We extracted data from the claims, eligibility, and provider databases. The claims database contains files comprising institutional, medical, pharmacy, and dental data for each patient encounter. The institutional file includes information on hospitals and other facilities where the encounters took place. It also includes encounter-specific provider data and patient data such as presenting diagnoses and conditions (represented by International Classification of Diseases, Tenth Revision [ICD-10] codes). The eligibility database contains patient demographics, eligibility criteria, and coverage dates. The provider database includes information on medical service providers.
We considered Medicaid claims from 7 US states served by Gainwell Technologies: fee-for-service claims from Florida; Medicaid managed care claims from Georgia, Indiana, Kentucky, and Ohio; and claims of both types from Colorado and Nevada. We had access to claims dated from January 1, 2016, to June 21, 2019, in Florida; to July 1, 2019, in Ohio; to July 26, 2019, in Nevada; and to August 1, 2019, in the other states.

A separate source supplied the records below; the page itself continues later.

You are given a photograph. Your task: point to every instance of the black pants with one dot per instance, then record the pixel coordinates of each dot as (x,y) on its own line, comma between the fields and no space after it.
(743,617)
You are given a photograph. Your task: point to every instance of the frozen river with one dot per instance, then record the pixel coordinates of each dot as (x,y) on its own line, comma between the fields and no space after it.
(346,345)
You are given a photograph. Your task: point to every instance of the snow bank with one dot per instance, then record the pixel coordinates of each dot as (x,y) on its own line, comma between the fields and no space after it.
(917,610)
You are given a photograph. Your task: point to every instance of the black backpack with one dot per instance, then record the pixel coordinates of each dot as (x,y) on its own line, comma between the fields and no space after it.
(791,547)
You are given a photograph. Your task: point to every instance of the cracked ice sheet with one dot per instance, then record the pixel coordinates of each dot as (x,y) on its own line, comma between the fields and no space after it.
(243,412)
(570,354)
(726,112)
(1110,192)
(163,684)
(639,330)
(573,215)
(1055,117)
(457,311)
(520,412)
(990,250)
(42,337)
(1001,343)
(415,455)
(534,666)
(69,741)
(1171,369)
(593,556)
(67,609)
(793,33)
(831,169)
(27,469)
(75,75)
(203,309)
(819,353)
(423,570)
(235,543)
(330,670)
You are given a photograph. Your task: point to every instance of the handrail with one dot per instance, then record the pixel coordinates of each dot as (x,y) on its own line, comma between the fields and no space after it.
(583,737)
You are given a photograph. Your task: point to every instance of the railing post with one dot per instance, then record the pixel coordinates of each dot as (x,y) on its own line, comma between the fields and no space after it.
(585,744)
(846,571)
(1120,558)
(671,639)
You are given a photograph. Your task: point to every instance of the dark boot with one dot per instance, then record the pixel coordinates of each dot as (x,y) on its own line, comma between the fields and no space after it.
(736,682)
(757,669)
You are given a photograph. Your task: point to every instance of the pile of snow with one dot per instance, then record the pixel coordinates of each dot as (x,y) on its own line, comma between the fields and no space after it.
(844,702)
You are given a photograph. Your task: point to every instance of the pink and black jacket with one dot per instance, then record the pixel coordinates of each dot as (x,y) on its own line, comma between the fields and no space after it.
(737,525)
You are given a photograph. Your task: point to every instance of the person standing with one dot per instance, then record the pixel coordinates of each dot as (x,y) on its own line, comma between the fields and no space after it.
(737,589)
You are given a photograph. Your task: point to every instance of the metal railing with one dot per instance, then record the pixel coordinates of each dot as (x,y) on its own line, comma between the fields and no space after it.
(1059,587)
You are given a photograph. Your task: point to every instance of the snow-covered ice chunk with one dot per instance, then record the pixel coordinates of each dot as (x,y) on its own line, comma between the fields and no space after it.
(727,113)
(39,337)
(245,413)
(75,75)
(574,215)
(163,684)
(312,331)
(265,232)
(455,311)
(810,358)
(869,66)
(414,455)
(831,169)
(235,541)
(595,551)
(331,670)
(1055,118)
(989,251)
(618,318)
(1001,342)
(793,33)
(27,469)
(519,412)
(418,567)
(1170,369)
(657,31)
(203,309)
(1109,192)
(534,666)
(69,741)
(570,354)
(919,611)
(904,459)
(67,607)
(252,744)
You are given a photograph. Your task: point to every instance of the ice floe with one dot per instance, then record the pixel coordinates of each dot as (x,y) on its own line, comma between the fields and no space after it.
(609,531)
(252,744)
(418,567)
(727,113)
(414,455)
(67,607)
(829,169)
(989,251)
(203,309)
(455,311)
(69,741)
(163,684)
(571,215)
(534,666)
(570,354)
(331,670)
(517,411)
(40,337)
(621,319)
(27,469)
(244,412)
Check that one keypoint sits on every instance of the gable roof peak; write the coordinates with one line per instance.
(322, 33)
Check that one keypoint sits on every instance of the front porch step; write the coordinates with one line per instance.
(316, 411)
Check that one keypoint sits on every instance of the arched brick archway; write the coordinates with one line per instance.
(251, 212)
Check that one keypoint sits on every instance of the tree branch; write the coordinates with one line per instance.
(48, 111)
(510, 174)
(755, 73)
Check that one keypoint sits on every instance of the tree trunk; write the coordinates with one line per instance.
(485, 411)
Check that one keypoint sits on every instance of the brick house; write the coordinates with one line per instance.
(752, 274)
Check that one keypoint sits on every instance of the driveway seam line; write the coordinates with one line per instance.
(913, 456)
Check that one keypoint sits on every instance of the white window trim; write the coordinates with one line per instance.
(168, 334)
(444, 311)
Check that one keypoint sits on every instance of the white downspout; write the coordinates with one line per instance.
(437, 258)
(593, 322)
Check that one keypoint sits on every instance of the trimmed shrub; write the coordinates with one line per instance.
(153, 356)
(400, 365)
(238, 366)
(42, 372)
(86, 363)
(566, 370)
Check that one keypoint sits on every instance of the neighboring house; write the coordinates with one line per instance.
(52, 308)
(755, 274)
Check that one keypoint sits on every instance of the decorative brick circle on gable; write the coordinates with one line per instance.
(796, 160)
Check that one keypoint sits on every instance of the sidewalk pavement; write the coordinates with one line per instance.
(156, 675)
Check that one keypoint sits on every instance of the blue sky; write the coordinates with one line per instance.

We used ICD-10 codes to identify patients with nongestational diabetes from 3 sources: admission ICD-10 codes in hospitalization claims, clinical diagnosis ICD-10 codes in physician and hospitalization claims, and prescriptions for diabetes drugs in pharmacy claims. In the physician and hospitalization claims, we defined a patient as having diabetes if any diagnosis field contained an ICD-10 diabetes code (E08-E13). In prescription data, we searched pharmacy claims for National Drug Code indicators that represent diabetes drugs (eAppendix Table 1 [eAppendix available at ajmc.com]). Thus, our cohort included any patient who had a claim indicating diagnosis or treatment of nongestational diabetes. This “opportunistic” case identification method is known to have high sensitivity and low specificity.16
An admission was any claim that met the following criteria:
We limited our cohort to admissions from January 1, 2017, or later, giving us at least 1 year of patient history preceding every hospitalization. We identified all admissions for each patient with diabetes, considering each a potential index admission. We then excluded as index admissions any admission for which the discharge code indicated in-hospital death or transfer to a short-term general hospital, another type of institution not defined in the Medicaid code list, a critical access hospital, or hospice care. An admission was designated as a readmission if it occurred within 30 days of the discharge of a previous admission. A readmission could serve as the index hospitalization for a subsequent readmission, except as stipulated above.4
Our list of potential predictors of readmission appears in Table 1. We used ICD-10 categories to group past, admission, and main diagnoses into a coarser list of variables. A past diagnosis is an ICD-10 code in a diagnosis field from a prior (to the index) hospitalization or physician visit. An admission diagnosis is an ICD-10 code reported in the admission diagnosis field of the index admission—the proximal reason for the hospitalization. A main diagnosis is an ICD-10 code reported in the main diagnosis field of the index hospitalization—the discharge diagnosis for the hospitalization.17
The primary outcome was readmission within 30 days of the discharge from the index hospitalization.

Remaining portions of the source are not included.